The GIZ Regional Fit for School Programme was invited to share its concept of integrated Water, Sanitation and Hygiene (WASH) and School Health as part of a session highlighting the relevance of WASH for the achievement of the SDGs.
“The prominent recognition of WASH in the SDGs is testimony to renewed international commitment to address determinants of health and to improve health equity, especially for vulnerable and less advantaged populations, including all children. Nobody should be deprived of the basic need and rights to water, sanitation and hygiene. WASH in school will synergize cross-sectoral efforts and promote health literacy in the school setting”, said Dr Suvajee Good, Programme Coordinator for Health Promotion and Social Determinants of Health of the WHO South-East Asia Regional Office in New Delhi, India.
The conference adopted the Shanghai Declaration on Promoting Health in the 2030 Agenda for Sustainable Development, which focuses on cities and municipalities and their responsibility to provide healthy environments. “The Fit for School concept takes the Ottawa Charter’s settings approach of health promotion to a new and innovative level by promoting education sector leadership, integration in school-based management processes and good governance” said Dr Habib Benzian, Adjunct Professor for Epidemiology & Health Promotion at New York University and Senior Consultant to the GIZ programme in his presentation. “WASH in Schools is an essential prerequisite and starting point for other health promoting activities, such as school health interventions or school feeding programmes.”
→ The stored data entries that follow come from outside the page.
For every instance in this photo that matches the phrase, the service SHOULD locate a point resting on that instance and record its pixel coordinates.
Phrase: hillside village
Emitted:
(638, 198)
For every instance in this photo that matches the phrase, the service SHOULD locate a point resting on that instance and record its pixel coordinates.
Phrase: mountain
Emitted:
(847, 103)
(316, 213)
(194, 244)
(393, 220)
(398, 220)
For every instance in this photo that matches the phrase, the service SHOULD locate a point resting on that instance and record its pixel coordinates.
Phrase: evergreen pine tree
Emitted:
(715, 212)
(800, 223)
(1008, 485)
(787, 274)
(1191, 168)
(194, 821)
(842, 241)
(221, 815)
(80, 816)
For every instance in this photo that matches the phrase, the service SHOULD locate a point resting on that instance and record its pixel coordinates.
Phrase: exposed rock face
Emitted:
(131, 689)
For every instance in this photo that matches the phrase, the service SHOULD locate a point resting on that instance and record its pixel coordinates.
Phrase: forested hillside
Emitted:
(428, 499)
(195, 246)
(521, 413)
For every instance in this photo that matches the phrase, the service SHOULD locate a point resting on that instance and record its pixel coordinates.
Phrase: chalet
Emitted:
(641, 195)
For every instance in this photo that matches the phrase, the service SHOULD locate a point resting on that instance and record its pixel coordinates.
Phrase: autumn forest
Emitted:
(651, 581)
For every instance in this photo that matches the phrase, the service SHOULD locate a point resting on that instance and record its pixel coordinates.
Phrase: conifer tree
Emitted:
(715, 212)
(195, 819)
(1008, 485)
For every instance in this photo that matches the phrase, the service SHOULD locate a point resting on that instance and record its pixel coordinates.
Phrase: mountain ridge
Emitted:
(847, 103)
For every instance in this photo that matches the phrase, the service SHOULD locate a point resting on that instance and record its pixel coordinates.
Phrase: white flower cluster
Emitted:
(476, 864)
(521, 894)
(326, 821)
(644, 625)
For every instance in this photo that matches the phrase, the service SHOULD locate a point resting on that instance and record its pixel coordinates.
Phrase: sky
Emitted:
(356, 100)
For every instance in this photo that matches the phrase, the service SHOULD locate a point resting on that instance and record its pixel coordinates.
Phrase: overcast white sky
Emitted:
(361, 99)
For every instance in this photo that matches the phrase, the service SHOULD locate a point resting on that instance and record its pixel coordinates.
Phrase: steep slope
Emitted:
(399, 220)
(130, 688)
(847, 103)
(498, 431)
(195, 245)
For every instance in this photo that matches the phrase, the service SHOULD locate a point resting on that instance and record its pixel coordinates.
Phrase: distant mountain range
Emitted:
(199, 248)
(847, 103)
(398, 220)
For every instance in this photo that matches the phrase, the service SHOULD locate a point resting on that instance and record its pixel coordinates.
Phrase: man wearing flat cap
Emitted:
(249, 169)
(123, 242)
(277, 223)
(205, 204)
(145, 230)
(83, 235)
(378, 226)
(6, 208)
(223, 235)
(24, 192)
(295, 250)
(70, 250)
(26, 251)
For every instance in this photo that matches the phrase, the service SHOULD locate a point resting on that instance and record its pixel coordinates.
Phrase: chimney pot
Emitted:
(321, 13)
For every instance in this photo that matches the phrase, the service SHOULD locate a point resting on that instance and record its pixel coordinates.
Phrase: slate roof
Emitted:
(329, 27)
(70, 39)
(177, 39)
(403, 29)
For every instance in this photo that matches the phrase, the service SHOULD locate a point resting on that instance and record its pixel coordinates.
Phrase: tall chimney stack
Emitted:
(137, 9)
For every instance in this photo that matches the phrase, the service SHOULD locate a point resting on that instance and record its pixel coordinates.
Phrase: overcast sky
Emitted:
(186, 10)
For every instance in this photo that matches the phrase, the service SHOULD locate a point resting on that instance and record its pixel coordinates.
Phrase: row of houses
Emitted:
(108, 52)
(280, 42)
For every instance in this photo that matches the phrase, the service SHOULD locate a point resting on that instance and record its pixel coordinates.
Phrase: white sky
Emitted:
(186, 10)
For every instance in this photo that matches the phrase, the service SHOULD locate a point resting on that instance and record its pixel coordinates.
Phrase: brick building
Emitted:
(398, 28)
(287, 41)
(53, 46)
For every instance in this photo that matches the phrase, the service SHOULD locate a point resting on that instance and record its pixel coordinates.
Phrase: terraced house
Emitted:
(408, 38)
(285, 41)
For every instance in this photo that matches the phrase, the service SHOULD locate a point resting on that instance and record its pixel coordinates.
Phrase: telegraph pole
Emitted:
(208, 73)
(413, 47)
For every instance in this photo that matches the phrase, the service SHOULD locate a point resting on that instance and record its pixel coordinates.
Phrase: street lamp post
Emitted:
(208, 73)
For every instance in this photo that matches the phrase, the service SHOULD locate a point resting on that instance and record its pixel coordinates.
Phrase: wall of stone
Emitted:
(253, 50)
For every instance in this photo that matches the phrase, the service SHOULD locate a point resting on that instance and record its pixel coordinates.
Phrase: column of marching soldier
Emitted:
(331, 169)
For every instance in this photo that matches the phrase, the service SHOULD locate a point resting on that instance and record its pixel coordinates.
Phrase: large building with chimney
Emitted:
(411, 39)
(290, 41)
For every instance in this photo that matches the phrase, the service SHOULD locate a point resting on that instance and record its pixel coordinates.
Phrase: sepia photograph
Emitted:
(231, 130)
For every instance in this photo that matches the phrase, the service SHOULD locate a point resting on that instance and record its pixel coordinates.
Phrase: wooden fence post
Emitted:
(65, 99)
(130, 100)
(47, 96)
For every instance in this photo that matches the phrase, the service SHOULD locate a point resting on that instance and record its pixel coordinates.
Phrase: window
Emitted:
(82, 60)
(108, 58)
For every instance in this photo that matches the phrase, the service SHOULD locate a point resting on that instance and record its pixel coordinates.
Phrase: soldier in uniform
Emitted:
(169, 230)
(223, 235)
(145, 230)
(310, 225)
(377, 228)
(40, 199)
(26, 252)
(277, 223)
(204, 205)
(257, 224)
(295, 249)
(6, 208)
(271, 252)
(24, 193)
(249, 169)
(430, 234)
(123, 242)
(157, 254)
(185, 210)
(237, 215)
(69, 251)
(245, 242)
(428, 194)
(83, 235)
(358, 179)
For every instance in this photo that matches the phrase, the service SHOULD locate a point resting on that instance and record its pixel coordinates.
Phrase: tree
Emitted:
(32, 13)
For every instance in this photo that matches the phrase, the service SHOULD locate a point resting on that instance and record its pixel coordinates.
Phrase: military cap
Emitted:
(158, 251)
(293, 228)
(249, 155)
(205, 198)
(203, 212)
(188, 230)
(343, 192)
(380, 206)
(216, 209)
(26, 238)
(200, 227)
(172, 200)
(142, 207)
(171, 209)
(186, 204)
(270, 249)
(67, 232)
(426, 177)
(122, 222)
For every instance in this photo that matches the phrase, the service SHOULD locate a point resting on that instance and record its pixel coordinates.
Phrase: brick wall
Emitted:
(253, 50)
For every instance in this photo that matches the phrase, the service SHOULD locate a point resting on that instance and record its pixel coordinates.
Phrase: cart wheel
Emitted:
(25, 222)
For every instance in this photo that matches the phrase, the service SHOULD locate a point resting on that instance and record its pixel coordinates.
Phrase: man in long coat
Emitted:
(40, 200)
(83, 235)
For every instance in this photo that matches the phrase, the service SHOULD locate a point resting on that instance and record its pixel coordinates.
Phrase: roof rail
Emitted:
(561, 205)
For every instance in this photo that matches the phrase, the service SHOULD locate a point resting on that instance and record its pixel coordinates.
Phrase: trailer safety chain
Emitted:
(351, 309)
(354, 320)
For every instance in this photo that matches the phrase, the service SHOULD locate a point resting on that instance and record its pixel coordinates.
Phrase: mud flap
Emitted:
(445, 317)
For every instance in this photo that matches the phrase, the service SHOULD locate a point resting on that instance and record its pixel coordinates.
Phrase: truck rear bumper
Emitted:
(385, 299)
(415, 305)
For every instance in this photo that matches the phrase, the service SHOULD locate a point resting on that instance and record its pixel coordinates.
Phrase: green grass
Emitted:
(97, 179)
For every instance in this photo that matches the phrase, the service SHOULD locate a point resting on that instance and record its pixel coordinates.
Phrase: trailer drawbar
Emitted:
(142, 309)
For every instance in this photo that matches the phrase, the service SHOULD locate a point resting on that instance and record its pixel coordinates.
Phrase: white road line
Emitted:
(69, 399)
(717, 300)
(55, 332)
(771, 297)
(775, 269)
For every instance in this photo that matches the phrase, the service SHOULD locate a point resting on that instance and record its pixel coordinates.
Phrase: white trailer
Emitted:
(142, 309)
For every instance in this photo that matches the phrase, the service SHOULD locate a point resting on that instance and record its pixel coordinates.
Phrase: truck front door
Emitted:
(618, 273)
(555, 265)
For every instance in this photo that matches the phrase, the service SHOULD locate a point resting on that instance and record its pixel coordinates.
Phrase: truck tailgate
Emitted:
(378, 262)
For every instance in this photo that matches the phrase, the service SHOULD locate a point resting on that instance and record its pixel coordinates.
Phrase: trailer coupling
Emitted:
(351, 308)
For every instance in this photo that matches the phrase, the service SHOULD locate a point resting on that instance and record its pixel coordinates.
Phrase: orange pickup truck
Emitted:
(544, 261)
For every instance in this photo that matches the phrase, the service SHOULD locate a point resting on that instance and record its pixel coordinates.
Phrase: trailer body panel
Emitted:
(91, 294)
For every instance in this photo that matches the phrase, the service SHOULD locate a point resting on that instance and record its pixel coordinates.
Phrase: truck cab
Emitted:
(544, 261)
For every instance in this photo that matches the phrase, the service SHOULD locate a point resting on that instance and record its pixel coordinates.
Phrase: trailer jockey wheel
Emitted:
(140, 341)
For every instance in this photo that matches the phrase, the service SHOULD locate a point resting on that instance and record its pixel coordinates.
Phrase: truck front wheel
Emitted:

With more than three million Southeast Asian children reached by programmes based on the Fit for School approach, the concept and its principles of simplicity, scalability, sustainability and system thinking are widely recognized. “The next frontier will be to improve monitoring and reporting against the SDG WASH in Schools targets, using national Education Management Information Systems (EMIS)”, Benzian added. “This will provide momentum and motivation for governments and development partners to scale up coverage, thus fostering healthy, inclusive learning environments that offer basic WASH services to all children.”